Reputation: 77
I have two types of tab separated input files, the first is a matrix which has names listed vertically in the first column, and numerical values in subsequent columns. The second type of input contains a single column with a subset of the same names listed in the first column of the first file type.
EX: input1
Gary 1 2 3
Yolanda 3 4 5
Biff 5 6 7
Hubert 8 9 10
EX: input2
Gary
Biff
While there are several different variations on input2, there is only a single input1. I have a perl script with an embedded awk command which is supposed to match names from input2 to input1 and print an output file which contains the names from input2 and the respective values from input1.
EX: outputfile
Gary 1 2 3
Biff 5 6 7
Here is my code:
#!/usr/bin/perl
use strict;
use warnings;
my $dir1 = '../FeatureSelection/Chunks/ArffPreprocessing';
my $dir2 = '../DataFiles';
opendir(DIR, $dir1) or die $!;
while (my $file = readdir(DIR)) {
# We only want files
next unless (-f "$dir1/$file");
# Use a regular expression to find files with .txt
next unless ($file =~ m/\.txt/);
my @partialName = (split /\./, $file);
#The $matchingFile is the file which contains attributes listed vertically, along side their respective data
my $matchingFile = "$dir2/input1\.txt ";
system("awk -F\"\t\" 'FILENAME==\"$dir1/$file\"{a[\$1]=\$1} FILENAME==\"$matchingFile\"{if(a[\$1]){print \$0}}' $dir1/$file $matchingFile > $dir1/$partialName[0]'\_matched.out' ");
}
closedir(DIR);
exit 0;
This is the line works on the command line, but it refuses to work in my perl script.

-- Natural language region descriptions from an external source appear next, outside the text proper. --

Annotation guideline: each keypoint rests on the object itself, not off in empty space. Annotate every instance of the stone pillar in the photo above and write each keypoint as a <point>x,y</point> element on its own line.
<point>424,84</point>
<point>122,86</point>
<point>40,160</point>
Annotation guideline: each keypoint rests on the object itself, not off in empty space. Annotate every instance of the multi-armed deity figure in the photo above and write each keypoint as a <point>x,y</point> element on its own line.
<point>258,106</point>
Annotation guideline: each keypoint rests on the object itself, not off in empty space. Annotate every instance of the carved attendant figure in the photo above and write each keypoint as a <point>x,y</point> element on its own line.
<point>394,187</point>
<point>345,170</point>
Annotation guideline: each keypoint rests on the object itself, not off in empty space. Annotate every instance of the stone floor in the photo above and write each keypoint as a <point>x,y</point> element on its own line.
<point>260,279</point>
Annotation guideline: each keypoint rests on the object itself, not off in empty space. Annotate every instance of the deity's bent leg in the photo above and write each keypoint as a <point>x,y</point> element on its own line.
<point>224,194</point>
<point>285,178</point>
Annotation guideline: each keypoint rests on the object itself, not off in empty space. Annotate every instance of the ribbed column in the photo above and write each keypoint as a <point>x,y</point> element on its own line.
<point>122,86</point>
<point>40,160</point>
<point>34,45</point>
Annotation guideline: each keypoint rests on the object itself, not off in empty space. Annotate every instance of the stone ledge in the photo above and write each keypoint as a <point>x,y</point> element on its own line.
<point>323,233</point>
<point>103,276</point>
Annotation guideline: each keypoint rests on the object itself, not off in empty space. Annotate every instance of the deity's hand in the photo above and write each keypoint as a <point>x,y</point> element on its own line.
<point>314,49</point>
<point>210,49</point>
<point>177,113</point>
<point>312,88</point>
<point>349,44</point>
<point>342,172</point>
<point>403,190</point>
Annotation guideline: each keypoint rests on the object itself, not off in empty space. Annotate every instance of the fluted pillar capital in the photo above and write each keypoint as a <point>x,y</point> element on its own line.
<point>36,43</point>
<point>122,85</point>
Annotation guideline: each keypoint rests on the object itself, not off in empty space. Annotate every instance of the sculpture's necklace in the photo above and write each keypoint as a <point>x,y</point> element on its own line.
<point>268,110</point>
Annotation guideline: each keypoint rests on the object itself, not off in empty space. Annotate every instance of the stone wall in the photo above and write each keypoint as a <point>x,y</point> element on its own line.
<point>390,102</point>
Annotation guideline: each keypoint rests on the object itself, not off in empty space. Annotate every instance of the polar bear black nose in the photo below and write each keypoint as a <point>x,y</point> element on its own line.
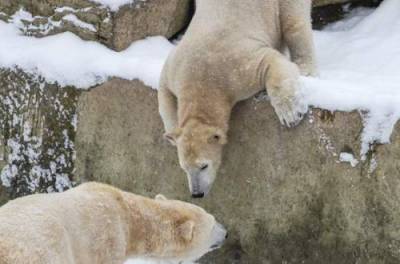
<point>198,195</point>
<point>203,167</point>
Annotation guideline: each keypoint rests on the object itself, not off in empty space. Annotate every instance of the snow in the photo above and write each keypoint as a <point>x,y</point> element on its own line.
<point>144,261</point>
<point>358,57</point>
<point>114,5</point>
<point>79,23</point>
<point>86,63</point>
<point>359,61</point>
<point>348,157</point>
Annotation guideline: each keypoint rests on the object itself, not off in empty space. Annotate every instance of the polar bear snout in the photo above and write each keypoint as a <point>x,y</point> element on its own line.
<point>200,178</point>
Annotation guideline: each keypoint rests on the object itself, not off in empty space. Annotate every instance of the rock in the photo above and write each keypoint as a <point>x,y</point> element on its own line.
<point>282,193</point>
<point>329,2</point>
<point>37,130</point>
<point>90,21</point>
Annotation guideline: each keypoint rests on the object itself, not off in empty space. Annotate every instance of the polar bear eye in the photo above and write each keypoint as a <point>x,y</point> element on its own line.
<point>204,167</point>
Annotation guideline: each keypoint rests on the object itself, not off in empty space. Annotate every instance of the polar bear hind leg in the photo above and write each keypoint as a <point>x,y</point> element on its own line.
<point>284,89</point>
<point>297,33</point>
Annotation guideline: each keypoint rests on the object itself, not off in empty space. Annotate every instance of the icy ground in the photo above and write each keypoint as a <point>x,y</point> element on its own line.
<point>359,63</point>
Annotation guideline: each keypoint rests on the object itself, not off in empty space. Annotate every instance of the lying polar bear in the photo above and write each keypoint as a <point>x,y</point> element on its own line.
<point>231,51</point>
<point>98,224</point>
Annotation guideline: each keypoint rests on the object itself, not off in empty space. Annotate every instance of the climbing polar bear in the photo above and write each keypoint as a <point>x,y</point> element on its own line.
<point>99,224</point>
<point>232,50</point>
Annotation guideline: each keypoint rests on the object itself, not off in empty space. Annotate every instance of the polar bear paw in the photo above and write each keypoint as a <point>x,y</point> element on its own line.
<point>289,105</point>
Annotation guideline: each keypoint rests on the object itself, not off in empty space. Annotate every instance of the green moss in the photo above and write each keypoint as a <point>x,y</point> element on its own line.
<point>38,130</point>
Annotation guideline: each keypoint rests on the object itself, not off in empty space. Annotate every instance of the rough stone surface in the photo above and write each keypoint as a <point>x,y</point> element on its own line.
<point>282,193</point>
<point>117,30</point>
<point>37,130</point>
<point>329,2</point>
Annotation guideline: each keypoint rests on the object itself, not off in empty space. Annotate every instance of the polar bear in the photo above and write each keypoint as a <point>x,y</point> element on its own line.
<point>232,50</point>
<point>96,223</point>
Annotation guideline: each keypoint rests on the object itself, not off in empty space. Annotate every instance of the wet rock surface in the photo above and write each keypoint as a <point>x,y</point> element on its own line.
<point>282,193</point>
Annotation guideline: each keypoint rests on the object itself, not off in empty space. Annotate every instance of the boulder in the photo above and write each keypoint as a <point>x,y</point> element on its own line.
<point>283,193</point>
<point>116,29</point>
<point>37,132</point>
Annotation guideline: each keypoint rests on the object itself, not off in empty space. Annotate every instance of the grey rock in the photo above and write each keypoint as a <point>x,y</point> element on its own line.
<point>116,30</point>
<point>282,193</point>
<point>37,130</point>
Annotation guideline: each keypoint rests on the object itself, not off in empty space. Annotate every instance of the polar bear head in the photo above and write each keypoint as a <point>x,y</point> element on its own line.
<point>200,152</point>
<point>189,231</point>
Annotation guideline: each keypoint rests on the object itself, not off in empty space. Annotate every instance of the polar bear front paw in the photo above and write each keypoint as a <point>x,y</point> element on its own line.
<point>290,107</point>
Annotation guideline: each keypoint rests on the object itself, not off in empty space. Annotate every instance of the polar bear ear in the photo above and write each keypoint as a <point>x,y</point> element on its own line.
<point>186,230</point>
<point>218,137</point>
<point>160,197</point>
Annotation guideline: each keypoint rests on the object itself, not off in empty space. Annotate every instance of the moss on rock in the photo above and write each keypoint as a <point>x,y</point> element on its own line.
<point>37,130</point>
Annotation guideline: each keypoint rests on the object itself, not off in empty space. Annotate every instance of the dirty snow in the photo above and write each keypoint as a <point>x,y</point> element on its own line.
<point>114,5</point>
<point>349,158</point>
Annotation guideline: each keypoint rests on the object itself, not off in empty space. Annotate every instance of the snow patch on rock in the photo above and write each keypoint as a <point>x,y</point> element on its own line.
<point>114,5</point>
<point>359,64</point>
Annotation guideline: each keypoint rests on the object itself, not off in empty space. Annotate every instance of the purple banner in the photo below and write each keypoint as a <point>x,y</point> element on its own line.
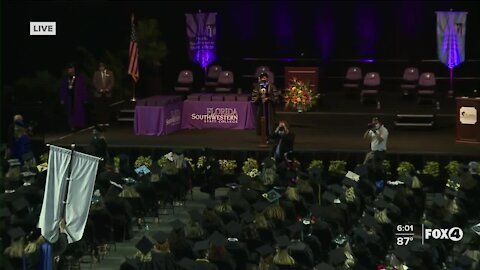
<point>159,119</point>
<point>221,114</point>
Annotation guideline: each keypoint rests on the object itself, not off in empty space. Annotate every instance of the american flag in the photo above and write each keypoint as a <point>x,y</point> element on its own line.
<point>133,54</point>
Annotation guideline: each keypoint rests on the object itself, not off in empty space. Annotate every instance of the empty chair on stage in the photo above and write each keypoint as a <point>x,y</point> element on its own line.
<point>184,82</point>
<point>410,80</point>
<point>427,87</point>
<point>211,81</point>
<point>371,88</point>
<point>353,80</point>
<point>225,82</point>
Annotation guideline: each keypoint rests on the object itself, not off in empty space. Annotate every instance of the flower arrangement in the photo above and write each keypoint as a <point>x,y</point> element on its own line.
<point>315,164</point>
<point>253,173</point>
<point>143,160</point>
<point>453,185</point>
<point>300,95</point>
<point>227,166</point>
<point>453,167</point>
<point>431,168</point>
<point>249,165</point>
<point>337,167</point>
<point>163,161</point>
<point>201,162</point>
<point>44,158</point>
<point>405,167</point>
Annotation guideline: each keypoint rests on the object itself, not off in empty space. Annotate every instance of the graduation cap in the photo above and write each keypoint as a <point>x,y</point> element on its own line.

awk -F"\t" 'FILENAME=="input2.txt"{a[$1]=$1} FILENAME=="../../../DataFiles/input1.txt"{if(a[$1]){print $0}}' input2.txt ../../../DataFiles/input1.txt > input2_matched.out
By the way, the sheer number of input2 files makes hard coding the above awk line on the command propt a real pain in the butt, which is why I have utilized a perl script which can perform my desired function on every input2 file in the directory, AND keep the naming convention for the output files. I've written similar programs so I know the syntax of
system("awk ...blah blah... ");
can and does work properly.
I've been stuck on this problem for days now, so any help would be most appreciated!
Upvotes: 3
Views: 782
Reputation: 21955
While there are several different variations on input2, there is only a single input1. I have a perl script with an embedded awk command which is supposed to match names from input2 to input1 and print an output file which contains the names from input2 and the respective values from input1.
I would suggest find
+ a comparison function
to achieve your objective
matcher(){
awk 'NR==FNR{input1record[$1]=$0;next}
$1 in input1record{print input1record[$1]}' /path/to/input1 "$@" >> /path/to/result
}
export -f matcher
find /path/to/input2_files -type f -name "input2" \
-exec bash -c 'matcher "$@"' _ {} +
References
The {} +
with find builds the command line and execute the subshell command , our function in this case, once for all. See [ find ] manpage.
Note the I have used >>
to append the output of subsequent runs to the output file. If this is not desired use >
.
The pattern with -name
should be adjusted to match all the input2
filenames
Upvotes: 0